Great point to ponder... My collection isn't too big right now, but my hubby has mentioned that I should get to framing them to keep them out of harms way. It is on my ever growing to do list! ;)

I should check out some titles to brush up on. I agree, with the dawn of the internet, many businesses have a whole new set of pointers to guide them to better exposure and sales.

Paula Pertile said...

OK, guess I should give this some thought. What would the kitties do with it all? :~)

Jennifer Rose Phillip said...

no idea what will become of my art collection when i'm dead, i'd be dead so probably wouldn't care ;)

Teresa Mallen said...

Brenda, keeping artwork safe, yikes...one of these books went on and on about the lights in our homes (for art that was displayed - get a light meter to determine appropriate foot candles) and we should strictly control humidity etc. etc. The reader was warned to remove the backing off paintings every five years to clean the glass and to apply fresh mounting tape on the mats etc. My head was spinning...

Oh Paula, I have given it some thought and it isn't easy. I have started thinking outside of the box, like leaving art to a woman's shelter, to go on their walls or perhaps to an organization that would see my collection distributed to people who cannot afford original wall art...

Jennifer Rose, yes it all becomes moot once we do die! I guess ultimately I would like my art to add pleasure to someone's life versus being a burden and simply stored in boxes or tossed out due to apathy. So I shall seek to find folks that would like to have it. Must be somebody out there! :-)

Barbara Ann Goodsitt said...

When thinking about what to do with your art after you pass away, one can donate art to non-profits. They can use it in fund raising auctions (after the kids pick through things that they would like to keep).

Ann said...

Interesting post and although I am inclined to agree with Jennifer I do like Barbara's suggestion. I am curious though, out of all the books you are reading on art business, which would you recommend?

Teresa Mallen said...

Helping non-profits is always a good thing! Thanks Barbara.

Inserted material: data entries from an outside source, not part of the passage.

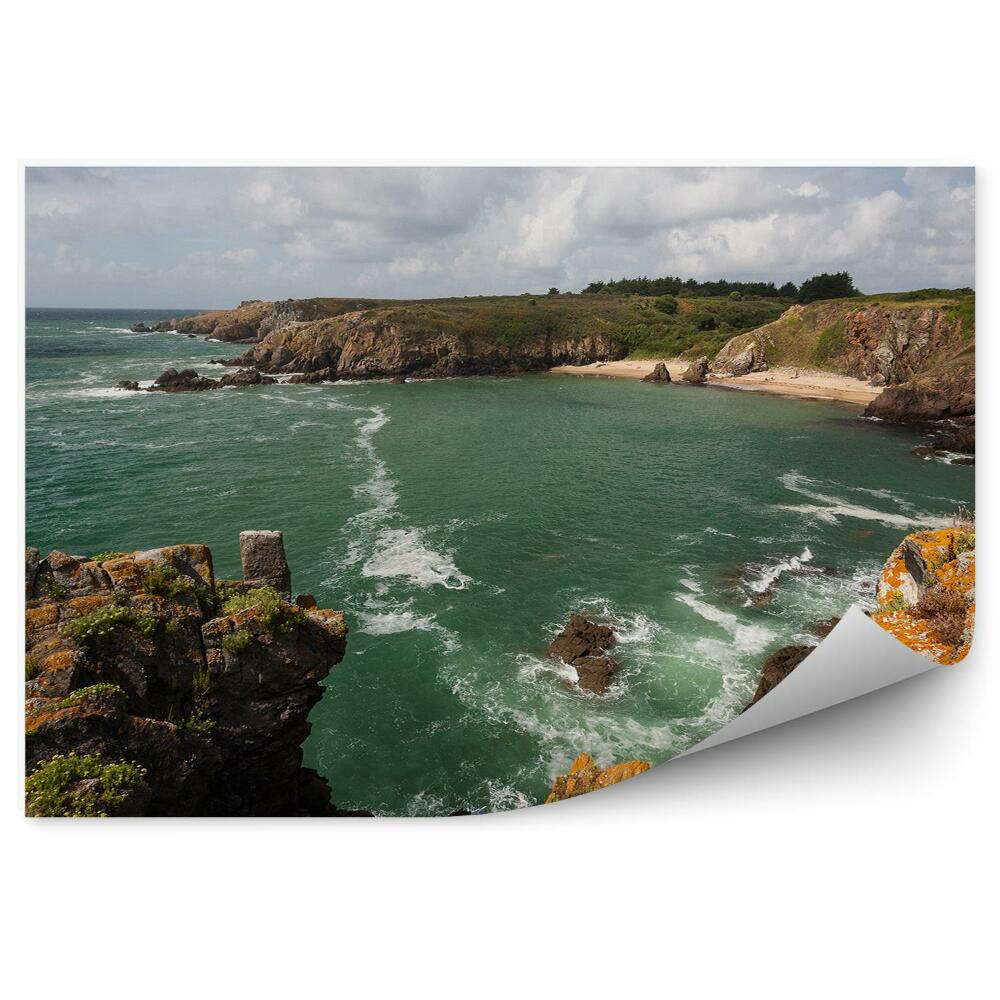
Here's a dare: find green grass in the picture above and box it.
[222,587,305,632]
[24,753,146,816]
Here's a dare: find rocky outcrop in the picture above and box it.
[681,358,708,385]
[871,517,976,663]
[240,531,292,606]
[25,532,347,816]
[548,614,619,694]
[545,753,650,802]
[118,368,278,392]
[642,361,670,384]
[744,646,816,711]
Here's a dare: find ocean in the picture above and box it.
[26,309,974,815]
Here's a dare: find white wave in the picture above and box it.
[776,472,947,528]
[361,528,473,590]
[747,545,812,594]
[674,593,775,654]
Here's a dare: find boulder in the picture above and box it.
[548,614,620,694]
[643,361,670,384]
[681,358,708,385]
[240,531,292,600]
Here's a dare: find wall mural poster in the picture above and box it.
[25,166,976,817]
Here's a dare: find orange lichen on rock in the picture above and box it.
[872,523,976,664]
[545,753,650,802]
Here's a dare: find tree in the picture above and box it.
[799,271,861,302]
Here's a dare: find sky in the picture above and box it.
[25,167,975,309]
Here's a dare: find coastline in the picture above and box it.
[549,358,882,406]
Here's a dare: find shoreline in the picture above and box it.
[549,358,882,406]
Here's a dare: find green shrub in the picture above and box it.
[24,754,146,816]
[221,628,253,653]
[222,587,305,635]
[177,712,215,737]
[39,574,67,601]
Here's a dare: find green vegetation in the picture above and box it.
[878,590,910,614]
[813,316,847,366]
[221,628,253,653]
[955,531,976,555]
[39,573,67,601]
[60,604,159,647]
[798,271,861,303]
[582,276,798,299]
[222,587,305,632]
[24,754,146,816]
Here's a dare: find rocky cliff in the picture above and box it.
[872,516,976,663]
[25,532,347,816]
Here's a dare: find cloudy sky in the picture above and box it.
[25,167,975,309]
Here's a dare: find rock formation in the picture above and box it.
[25,532,347,816]
[545,753,649,802]
[642,361,670,384]
[118,368,278,392]
[681,358,708,385]
[871,517,976,663]
[548,614,619,694]
[743,646,816,711]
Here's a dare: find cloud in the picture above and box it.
[26,167,975,307]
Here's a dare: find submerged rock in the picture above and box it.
[545,753,650,802]
[548,614,620,694]
[743,646,816,711]
[643,361,670,384]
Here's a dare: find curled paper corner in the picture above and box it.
[678,607,938,757]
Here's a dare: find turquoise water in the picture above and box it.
[27,310,973,814]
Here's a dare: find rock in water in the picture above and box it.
[643,361,670,384]
[240,531,292,601]
[743,646,816,712]
[681,358,708,385]
[548,614,620,694]
[545,753,649,802]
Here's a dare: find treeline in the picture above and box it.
[583,276,799,299]
[583,271,861,302]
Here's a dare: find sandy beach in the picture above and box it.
[550,358,882,405]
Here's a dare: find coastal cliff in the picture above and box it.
[25,532,347,816]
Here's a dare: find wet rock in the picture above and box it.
[240,531,292,600]
[150,368,218,392]
[643,361,670,384]
[681,358,708,385]
[744,646,816,711]
[545,753,650,802]
[548,614,620,694]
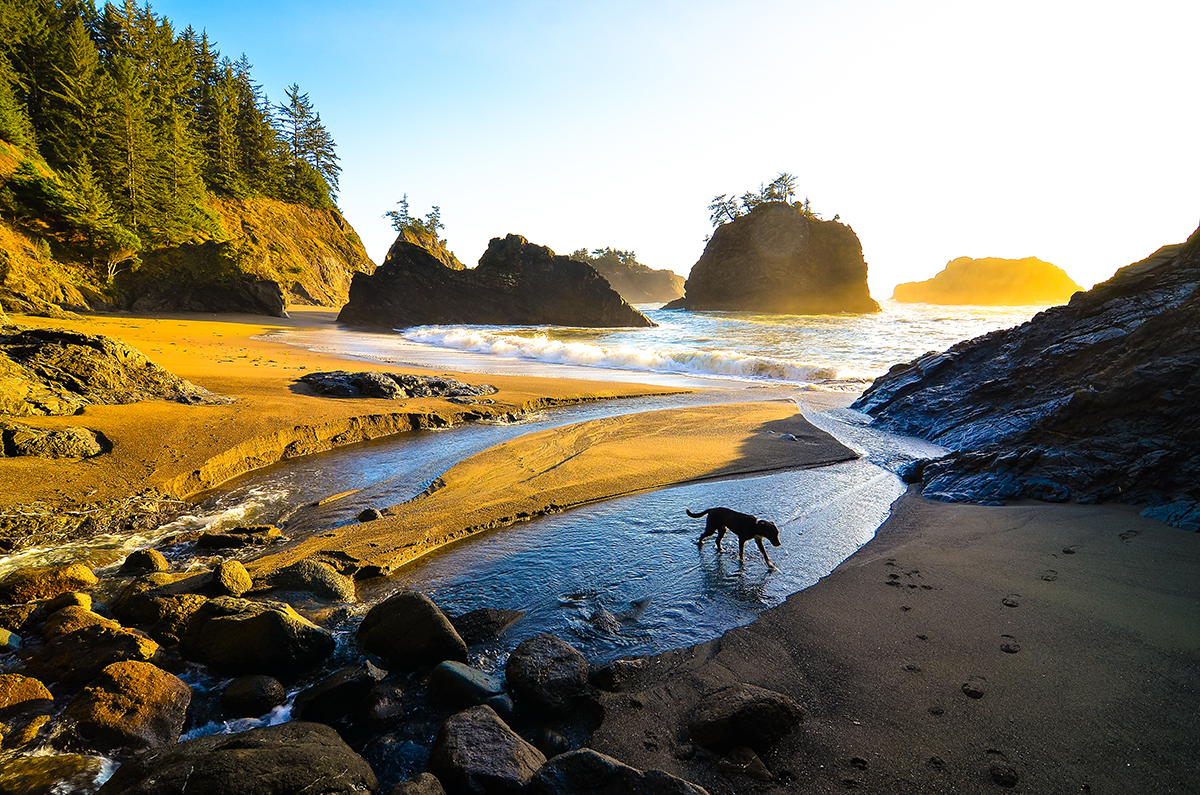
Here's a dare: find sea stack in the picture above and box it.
[665,202,880,315]
[337,233,654,328]
[853,224,1200,530]
[892,257,1082,306]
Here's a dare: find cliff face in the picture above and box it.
[337,234,654,328]
[118,197,374,316]
[666,202,880,315]
[854,231,1200,530]
[892,257,1082,306]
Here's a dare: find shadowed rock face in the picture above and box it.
[854,225,1200,528]
[665,202,880,315]
[337,234,654,328]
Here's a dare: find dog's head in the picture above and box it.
[755,519,782,546]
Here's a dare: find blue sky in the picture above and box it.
[151,0,1200,298]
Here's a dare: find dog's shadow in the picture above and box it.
[700,550,775,604]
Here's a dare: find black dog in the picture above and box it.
[684,508,780,568]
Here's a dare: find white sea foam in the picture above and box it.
[403,325,853,383]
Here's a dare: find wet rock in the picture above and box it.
[0,563,100,604]
[0,754,106,795]
[0,674,54,710]
[504,633,588,715]
[665,202,880,315]
[121,549,170,574]
[358,591,467,671]
[853,231,1200,530]
[430,706,546,795]
[430,660,504,709]
[46,591,92,614]
[716,746,770,782]
[0,329,228,417]
[100,721,378,795]
[221,674,288,718]
[211,561,254,597]
[688,685,804,752]
[181,597,334,676]
[42,604,121,640]
[268,560,356,602]
[0,420,106,459]
[55,662,192,753]
[337,234,654,329]
[450,608,524,646]
[388,773,446,795]
[292,663,386,723]
[25,624,158,687]
[589,658,646,693]
[529,748,708,795]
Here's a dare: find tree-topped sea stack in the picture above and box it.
[666,201,880,315]
[892,257,1082,306]
[337,232,654,328]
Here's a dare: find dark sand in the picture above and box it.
[592,496,1200,794]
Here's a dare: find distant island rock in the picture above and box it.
[853,229,1200,530]
[665,202,880,315]
[337,231,654,328]
[892,257,1082,306]
[571,249,684,304]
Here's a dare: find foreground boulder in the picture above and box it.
[358,591,467,671]
[182,597,334,676]
[504,634,588,715]
[665,202,880,315]
[55,662,192,753]
[25,624,158,688]
[529,748,708,795]
[430,705,546,795]
[0,329,229,417]
[892,257,1082,306]
[100,721,378,795]
[337,234,654,329]
[0,563,100,604]
[853,231,1200,530]
[688,685,804,752]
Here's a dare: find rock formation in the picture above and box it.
[337,234,654,328]
[892,257,1082,306]
[0,329,229,417]
[665,202,880,315]
[854,231,1200,530]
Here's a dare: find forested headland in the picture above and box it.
[0,0,373,311]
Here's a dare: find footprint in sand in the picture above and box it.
[962,676,988,699]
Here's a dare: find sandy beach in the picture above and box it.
[0,311,1200,793]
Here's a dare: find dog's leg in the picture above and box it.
[754,536,775,569]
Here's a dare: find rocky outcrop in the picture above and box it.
[0,329,229,417]
[100,721,378,795]
[854,231,1200,528]
[664,202,880,315]
[337,234,654,328]
[892,257,1082,306]
[588,258,685,304]
[358,591,467,671]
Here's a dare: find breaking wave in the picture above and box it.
[403,325,857,383]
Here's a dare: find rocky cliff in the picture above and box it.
[666,202,880,315]
[116,197,374,316]
[892,257,1082,306]
[854,231,1200,530]
[337,234,654,328]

Hi Ann, I was hoping I would be able to recommend a specific book but in fact they were all useful reads. Yet I was glad that I hadn't purchased any of these books as most of the information wasn't new (if I were younger and just starting out they would have been more educational). I did find it helpful to compare the different views that the authors had as it helped me see that there really isn't one perfect way to run an art business.